Don’t compromise on the answer. Just ask to offer your interpretation.

“I’m well-versed in the topic and have years of experience, so I’m not a person that would be easily influenced, but I’m here to offer you a Zionists interpretation if they want to hear.”

If it’s not well received, they are just shit disturbers, and you shouldn’t waste your time.

Long Version:

In both a Facebook debate and in real life, I have gotten into several situations where the opponents put an ultimatum to proceed with the discussion.

They would say something like, “I don’t want to continue chatting with you unless you admit that Israel had done something wrong,”

Some of those guys do it in bad faith and don’t want to have a conversation. But some genuinely believe this is a two-sided conversation scenario where both sides are wrong, and the entrance to the discussion is both sides need to plead some guilt.

“I confess! I am guilty of the crime of being a dwarf!”

I don’t know which one I prefer to deal with because there is something very condescending for both the Arab and the Jews where a random white guy simply declares all of us as childish bad people, and we need to redeem ourselves before talking shit about ourselves. That’s colonialism. Anyway, I digress.

Because more important is not to fall into the trap of sacrificing Israel as an entrance fee to have a conversation with someone, the common denominator is that Palestinian are suffering. If that’s not good enough, here’s what you should say.

I start by mentioning that you know the topic well (hopefully, anyone reading this site should have more knowledge than most people.)

“Look, I’m already very well researched on the topic.”

I also tend to drop some credentials:

“I’m also the president of Progressive Zionists” or “I’ve been an activist for a long time, and it will be tough to influence at this moment. I do admit it’s not much of a debate if that’s what you are looking for. What I can do is simply offer you the side of the Progressive Zionists (or simply a Zionists).”

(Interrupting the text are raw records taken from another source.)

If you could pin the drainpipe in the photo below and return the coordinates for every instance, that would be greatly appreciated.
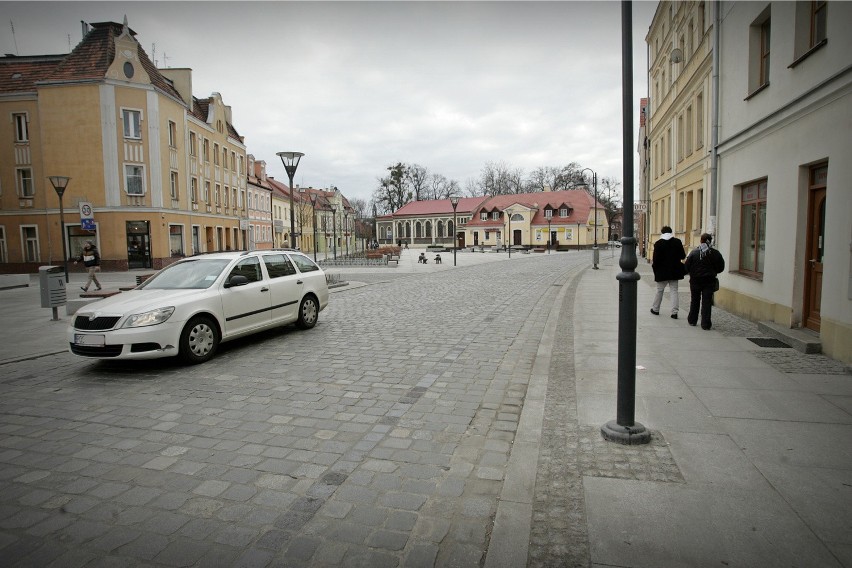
(714, 141)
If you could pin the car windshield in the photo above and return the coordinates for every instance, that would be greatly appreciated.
(189, 274)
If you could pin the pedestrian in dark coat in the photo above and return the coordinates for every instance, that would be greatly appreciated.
(667, 262)
(703, 264)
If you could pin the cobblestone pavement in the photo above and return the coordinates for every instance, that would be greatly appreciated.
(379, 438)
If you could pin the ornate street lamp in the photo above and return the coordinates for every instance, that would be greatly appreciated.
(549, 234)
(454, 201)
(291, 162)
(595, 251)
(334, 230)
(509, 236)
(59, 183)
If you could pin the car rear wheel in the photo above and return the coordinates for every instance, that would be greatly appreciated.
(308, 313)
(199, 340)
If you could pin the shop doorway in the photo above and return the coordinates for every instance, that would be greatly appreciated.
(815, 247)
(138, 244)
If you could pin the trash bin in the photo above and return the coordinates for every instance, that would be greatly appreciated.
(51, 281)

I find that I get a massive hit when I’m being honest that I’m not a person that would be easily influenced because I’m well-versed in the topic and have years of experience, and I’m here to offer an interpretation if they want.

As a general rule, asking if they have some time to listen to an interpretation brings their guard down.

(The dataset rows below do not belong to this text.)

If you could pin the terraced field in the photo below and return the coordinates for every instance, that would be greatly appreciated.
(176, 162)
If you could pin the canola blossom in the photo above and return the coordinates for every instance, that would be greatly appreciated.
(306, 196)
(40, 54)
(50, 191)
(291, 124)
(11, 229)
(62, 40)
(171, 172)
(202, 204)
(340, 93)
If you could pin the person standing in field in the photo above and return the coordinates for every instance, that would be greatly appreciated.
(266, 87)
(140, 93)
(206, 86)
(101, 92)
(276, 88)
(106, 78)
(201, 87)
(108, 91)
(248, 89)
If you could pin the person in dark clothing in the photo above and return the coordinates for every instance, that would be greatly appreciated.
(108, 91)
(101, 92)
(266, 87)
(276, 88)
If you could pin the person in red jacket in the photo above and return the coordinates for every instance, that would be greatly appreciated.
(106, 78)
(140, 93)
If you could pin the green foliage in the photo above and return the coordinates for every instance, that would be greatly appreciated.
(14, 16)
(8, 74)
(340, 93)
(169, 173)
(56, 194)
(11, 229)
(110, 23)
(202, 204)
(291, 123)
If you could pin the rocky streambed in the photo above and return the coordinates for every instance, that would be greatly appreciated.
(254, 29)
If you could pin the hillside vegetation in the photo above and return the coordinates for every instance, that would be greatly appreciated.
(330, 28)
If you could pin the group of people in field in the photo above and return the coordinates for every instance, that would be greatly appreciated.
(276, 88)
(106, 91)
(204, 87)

I recently heard a sales coach discuss a unique strategy in “cold calling”. For whoever does it know, “cold calling” is the type of sale where you get a list of strangers and you call them, and you have a few minutes to get them interested in discussing your product a bit more.

The annoying telemarketers that call you during supper time are, unfortunately, “cold callers,” but there are also well-refinebusiness-to-businessss salesmen who call during office hours and heavily invest and prepare before they are about to call.

So back to the advice. She suggested that instead of calling and acting like something you are not, and you know that they know that you know that they know that you are a telemarketer, how about saying:

”Hi sir, I’m cold calling you, and if I can have 5 minutes of your time, I feel this would be a very valuable use of your time.”

While many of us would still hang up the phone, which would be an improvement over wanting to shove the phone does the caller’s throat, but for many people, especially in business, it does bring listeners’ guards down enough to give a few minutes of listening.

This is how it feels when you tell someone, “Look, I’m well-versed on the topic. Would you be interested to hear my interpretation?”. At least for me, it has been a true hit for me.